Lloyds Banking Group has confirmed that HBOS made losses of over £10 billion in 2008, while Lloyds TSB saw its profits dive by 80%.

The group, which was established after the merger between Lloyds TSB and HBOS and is 43% owned by the Treasury, says the losses are mainly the result of bad debt. It has yet to announce its participation in the government's Asset Protection Scheme, but commentators expect confirmation soon. 

Lloyds says it is currently in talks with the government over insuring some of its riskiest assets but that a final decision had yet to made. It was expected to announce that it was placing more than £250 billion of assets into the scheme.

Pre-tax losses for the year hit £10.8 billion at HBOS, mainly due to £9.9 billion of losses on bad loans, up from £2 billion the previous year.
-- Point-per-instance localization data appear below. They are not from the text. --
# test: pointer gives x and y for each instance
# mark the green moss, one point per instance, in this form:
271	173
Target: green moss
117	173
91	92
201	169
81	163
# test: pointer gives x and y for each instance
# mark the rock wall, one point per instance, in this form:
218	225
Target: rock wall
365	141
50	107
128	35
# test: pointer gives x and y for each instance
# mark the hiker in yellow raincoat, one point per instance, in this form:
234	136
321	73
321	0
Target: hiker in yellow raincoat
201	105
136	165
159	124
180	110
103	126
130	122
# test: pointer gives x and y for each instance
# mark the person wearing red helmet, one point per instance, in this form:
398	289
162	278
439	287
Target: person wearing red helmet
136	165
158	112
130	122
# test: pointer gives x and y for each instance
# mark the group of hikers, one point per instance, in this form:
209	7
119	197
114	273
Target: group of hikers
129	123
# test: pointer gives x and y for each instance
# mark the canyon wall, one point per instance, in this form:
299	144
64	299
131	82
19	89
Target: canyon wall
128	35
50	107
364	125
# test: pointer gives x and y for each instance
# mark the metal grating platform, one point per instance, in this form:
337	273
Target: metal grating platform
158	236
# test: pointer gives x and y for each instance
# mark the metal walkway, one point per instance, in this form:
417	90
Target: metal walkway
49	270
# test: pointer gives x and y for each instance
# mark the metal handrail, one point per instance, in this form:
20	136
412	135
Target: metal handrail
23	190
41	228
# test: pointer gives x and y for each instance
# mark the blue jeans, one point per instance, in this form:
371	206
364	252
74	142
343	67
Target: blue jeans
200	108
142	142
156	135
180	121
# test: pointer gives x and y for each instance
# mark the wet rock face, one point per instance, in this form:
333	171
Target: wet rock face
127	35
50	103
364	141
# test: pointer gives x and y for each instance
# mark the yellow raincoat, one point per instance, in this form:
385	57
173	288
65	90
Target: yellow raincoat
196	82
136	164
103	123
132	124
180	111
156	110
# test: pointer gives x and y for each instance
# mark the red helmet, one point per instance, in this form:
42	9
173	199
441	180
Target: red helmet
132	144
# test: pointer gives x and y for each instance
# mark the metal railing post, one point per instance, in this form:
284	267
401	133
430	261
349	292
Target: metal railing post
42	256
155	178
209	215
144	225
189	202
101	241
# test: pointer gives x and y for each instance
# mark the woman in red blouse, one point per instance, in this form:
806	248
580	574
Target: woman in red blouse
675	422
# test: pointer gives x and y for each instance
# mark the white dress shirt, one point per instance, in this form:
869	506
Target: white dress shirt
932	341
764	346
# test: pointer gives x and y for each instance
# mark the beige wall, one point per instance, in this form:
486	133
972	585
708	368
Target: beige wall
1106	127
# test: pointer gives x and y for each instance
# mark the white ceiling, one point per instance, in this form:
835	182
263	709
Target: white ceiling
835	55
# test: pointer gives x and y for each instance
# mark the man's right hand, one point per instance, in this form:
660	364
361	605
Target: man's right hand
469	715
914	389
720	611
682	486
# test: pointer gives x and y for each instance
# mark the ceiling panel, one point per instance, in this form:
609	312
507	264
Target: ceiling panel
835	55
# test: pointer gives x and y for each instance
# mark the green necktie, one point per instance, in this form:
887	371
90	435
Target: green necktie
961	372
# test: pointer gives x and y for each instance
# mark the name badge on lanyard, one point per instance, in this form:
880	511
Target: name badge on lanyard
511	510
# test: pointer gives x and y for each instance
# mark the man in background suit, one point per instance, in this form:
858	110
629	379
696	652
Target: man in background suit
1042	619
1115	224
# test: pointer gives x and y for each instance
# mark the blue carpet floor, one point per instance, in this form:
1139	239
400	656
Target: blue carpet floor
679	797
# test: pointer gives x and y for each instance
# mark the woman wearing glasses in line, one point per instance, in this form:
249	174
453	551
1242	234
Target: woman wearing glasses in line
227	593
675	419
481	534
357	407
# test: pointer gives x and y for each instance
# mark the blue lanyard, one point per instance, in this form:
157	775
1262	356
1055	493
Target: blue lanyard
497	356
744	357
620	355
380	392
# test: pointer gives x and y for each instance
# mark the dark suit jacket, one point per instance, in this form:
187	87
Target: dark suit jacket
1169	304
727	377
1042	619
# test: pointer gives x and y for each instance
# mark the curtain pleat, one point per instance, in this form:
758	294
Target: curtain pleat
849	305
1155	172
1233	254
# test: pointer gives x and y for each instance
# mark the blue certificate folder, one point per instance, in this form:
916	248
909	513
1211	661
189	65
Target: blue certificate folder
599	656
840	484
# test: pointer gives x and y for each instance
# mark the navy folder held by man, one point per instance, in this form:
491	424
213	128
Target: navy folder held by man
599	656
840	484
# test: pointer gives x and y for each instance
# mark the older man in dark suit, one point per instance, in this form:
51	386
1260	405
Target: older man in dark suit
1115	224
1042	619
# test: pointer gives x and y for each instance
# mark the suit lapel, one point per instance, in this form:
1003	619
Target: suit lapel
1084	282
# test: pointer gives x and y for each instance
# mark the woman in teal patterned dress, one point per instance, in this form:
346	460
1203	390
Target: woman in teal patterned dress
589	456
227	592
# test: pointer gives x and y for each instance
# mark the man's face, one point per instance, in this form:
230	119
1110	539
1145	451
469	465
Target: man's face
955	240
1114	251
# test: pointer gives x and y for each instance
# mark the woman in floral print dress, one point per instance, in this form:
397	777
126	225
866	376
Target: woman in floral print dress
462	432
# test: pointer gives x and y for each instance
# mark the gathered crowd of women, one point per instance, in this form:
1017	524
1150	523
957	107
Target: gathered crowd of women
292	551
Much of the bad debt came from HBOS' corporate lending arm where impairment charges soared to £6.6 billion after Lloyds took a more conservative view of the HBOS lending book. Bad debts as a proportion of its loans climbed to 11.9%.

Meanwhile, the Lloyds TSB arm of the business suffered an 80% drop in profits to £807 million as impairment charges soared to £3 billion. However, the figure came in well below the £1.3 billion expected by the market.

Sir Victor Blank, chairman of Lloyds TSB, warns that the bank faces another trying year in 2009. "Against a backdrop of recession and an ongoing global financial crisis, we expect 2009 to be another challenging year," he told investors.

He also warned that some jobs could be axed following the £1.5 billion cost-cutting scheme implemented after the merger - although he hopes the majority of these will come from natural staff turnover or voluntary redundancy.